それでふたりはそれ以上魔砲を使うこともできない状態、つまり戦闘不能と判断され、桐也・ユイ組の勝利が決まったのである。
当然、観客からの歓声はなかった。
というより、魔砲師同士の戦いを見にきている客としては、そんな戦い方をする人間がいるとは思ってもみなかったらしい。
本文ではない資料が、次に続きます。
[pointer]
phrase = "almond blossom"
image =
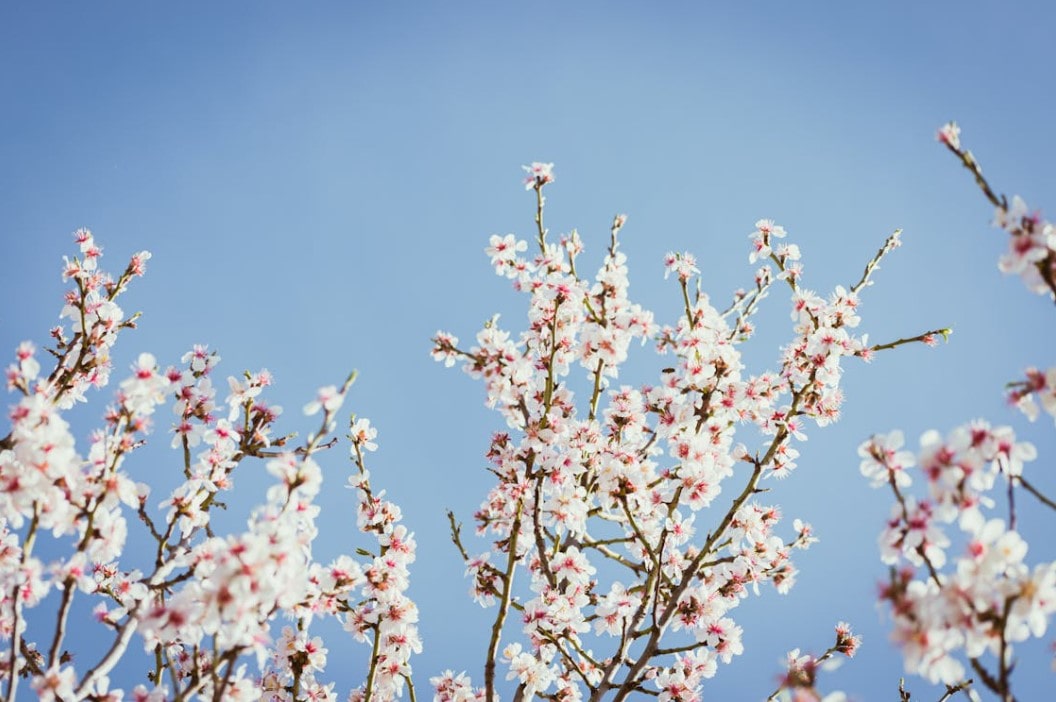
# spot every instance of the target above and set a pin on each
(205, 606)
(604, 509)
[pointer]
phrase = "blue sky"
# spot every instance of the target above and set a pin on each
(317, 184)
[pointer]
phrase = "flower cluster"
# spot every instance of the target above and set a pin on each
(204, 603)
(1032, 240)
(606, 493)
(987, 598)
(984, 599)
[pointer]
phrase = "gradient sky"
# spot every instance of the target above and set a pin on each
(317, 183)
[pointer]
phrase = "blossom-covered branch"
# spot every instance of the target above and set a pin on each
(609, 533)
(204, 602)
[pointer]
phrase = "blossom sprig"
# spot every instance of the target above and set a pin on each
(986, 599)
(1032, 239)
(1037, 387)
(206, 602)
(798, 682)
(607, 501)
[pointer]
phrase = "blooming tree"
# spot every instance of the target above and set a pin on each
(982, 601)
(625, 525)
(204, 603)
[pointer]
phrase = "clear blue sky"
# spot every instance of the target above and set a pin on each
(317, 183)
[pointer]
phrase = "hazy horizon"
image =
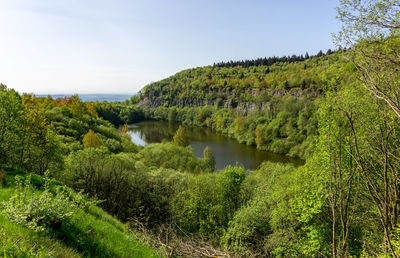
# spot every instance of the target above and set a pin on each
(84, 47)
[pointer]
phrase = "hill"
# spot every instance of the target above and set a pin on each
(244, 87)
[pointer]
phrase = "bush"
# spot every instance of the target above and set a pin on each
(44, 210)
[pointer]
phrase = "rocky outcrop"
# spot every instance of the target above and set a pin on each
(154, 99)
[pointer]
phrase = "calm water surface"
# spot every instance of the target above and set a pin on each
(226, 151)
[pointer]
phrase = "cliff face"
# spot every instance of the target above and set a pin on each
(154, 99)
(244, 88)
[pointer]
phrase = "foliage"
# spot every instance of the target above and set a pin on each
(41, 211)
(91, 140)
(180, 137)
(208, 158)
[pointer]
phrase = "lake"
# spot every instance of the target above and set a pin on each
(227, 151)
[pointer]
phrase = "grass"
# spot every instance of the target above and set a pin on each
(88, 233)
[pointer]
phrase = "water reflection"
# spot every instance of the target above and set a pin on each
(226, 151)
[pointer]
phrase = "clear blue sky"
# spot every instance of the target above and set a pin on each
(119, 46)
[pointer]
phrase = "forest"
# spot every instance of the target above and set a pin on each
(73, 184)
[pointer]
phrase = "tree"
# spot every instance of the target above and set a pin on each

あれはなんだ、と思うひまもなく桐也たちの勝利が宣言され、桐也たちはすぐ演習場の陰に引っ込んだから、歓声を上げる余裕も、ブーイングするひまさえ与えられなかったのだった。
「ろ、ろくでもない戦い方やな、ほんまに」
カナタはメガネをくいと上げる。
「あんな戦い方されたら、ほとんどの魔砲師はあかんで。ラグはどうしても起こってまうからな」
「でもま、反則ではないしな。試験に出るくらいの魔砲師やったらアホはおらんやろうから、次にあいつらと当たるやつはちゃんとその対策を立ててくるやろ」
「対策、立てられるんかなあ」
「ま、オレやったら余裕やな。ほかのやつらやったら知らんけど」
できればアレとは当たりたくないな、とカナタは思うが、このまま双方勝ち進めば必ず準々決勝、つまりこの次の次の試合で当たることになっている。
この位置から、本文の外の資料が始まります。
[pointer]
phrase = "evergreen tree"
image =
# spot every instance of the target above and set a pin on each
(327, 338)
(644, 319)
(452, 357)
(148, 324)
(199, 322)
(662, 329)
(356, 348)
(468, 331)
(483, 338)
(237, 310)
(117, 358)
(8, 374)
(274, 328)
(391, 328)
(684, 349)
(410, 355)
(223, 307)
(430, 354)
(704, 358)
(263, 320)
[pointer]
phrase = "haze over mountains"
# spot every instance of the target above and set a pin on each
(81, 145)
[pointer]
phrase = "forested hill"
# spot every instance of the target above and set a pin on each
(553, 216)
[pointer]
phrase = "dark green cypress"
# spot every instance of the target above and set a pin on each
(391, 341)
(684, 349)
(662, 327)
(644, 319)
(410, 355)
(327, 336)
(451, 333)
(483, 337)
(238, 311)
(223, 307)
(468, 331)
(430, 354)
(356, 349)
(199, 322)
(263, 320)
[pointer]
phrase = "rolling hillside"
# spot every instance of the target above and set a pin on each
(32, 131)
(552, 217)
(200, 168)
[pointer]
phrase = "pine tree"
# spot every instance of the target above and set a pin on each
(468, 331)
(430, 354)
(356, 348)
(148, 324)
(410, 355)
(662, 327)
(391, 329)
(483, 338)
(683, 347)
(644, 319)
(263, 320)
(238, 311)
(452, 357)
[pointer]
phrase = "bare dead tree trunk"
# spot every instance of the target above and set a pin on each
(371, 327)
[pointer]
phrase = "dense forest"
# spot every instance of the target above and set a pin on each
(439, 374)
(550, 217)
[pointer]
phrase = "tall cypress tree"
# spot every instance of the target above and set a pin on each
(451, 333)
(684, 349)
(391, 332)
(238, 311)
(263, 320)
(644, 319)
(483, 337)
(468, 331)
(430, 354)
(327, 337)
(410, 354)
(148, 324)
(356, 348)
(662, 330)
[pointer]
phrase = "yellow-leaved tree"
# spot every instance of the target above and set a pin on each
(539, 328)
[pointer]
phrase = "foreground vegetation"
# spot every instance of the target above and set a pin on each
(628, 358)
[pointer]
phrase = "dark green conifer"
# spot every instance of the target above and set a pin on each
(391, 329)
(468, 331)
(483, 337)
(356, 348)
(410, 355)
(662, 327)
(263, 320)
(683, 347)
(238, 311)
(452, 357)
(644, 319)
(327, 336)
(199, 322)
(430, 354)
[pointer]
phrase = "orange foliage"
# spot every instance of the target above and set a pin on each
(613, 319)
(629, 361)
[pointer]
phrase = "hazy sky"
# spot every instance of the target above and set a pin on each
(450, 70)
カナタは桐也・ユイ組が次の試合で負けてくれることを願いつつ、自分たちの二回戦のために立ち見の客席を離れた。
しかしその願いは脆くも崩れ去る運命にあった。
ギンガ・カナタ組が順調に二回戦を突破し、ふとトーナメント表を見ると、それと同じときに桐也・ユイ組も二回戦をやっていて、当然のようにふたりは準々決勝へ駒を進めていた。
つまり、この次の試合で確実に当たるのである。
カナタは一回戦でなにもできないままやられた生徒たちの無念を思い、寒気がした――いくら敗北と不合格が必ずしもイコールでないとはいえ、まったくなにもできないまま負ければどんなに甘い試験官でも合格は出せないだろう。
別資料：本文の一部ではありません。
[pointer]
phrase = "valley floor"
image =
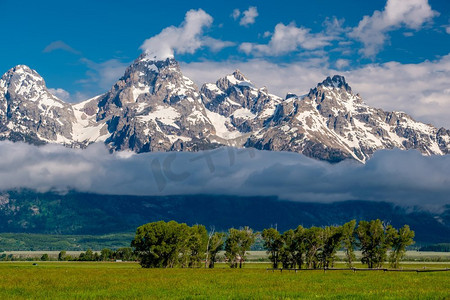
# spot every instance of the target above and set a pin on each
(83, 280)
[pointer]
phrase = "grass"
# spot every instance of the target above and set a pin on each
(80, 280)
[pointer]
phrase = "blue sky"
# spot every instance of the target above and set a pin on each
(82, 47)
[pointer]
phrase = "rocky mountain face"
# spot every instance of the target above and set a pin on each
(154, 107)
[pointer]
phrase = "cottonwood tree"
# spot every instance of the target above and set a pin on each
(349, 242)
(374, 240)
(331, 241)
(158, 244)
(400, 240)
(197, 240)
(237, 244)
(313, 241)
(287, 250)
(273, 244)
(215, 244)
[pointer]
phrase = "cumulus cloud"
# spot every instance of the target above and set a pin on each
(59, 45)
(372, 30)
(236, 13)
(420, 90)
(342, 63)
(249, 16)
(186, 38)
(402, 177)
(286, 39)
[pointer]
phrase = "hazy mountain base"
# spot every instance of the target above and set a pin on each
(27, 211)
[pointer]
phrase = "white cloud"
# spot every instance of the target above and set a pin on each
(420, 90)
(372, 30)
(403, 177)
(61, 94)
(59, 45)
(286, 39)
(249, 16)
(236, 13)
(342, 63)
(186, 38)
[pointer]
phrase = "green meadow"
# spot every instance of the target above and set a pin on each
(108, 280)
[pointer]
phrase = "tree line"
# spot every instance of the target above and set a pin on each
(169, 244)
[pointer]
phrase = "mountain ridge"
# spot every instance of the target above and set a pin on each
(154, 107)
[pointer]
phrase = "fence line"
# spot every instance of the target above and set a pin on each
(360, 269)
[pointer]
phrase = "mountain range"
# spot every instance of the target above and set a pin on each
(154, 107)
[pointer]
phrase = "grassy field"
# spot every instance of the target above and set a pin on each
(68, 280)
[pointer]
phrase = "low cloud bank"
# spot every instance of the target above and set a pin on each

要するにあの時点で彼らの合格の願いは絶たれたわけで、たった数秒でそれを断ち切った桐也たちが平然と勝ち上がってきたのがなにやら恐ろしくさえ感じられたのである。
しかし、試合は試合だ。
棄権するわけにはいかない。
それにカナタは恐れていても、相棒のギンガはやる気に満ち溢れ、ぶつぶつと桐也たちを打ち倒す方法を呟いている。
「いけそうか、ギンガ」
「オレに不可能はないんや、カナタ。もうあいつらの作戦は見切った」
ほんまかな、とカナタは首をかしげるが、いまはとにかく、ギンガを信じて戦うしかないのである。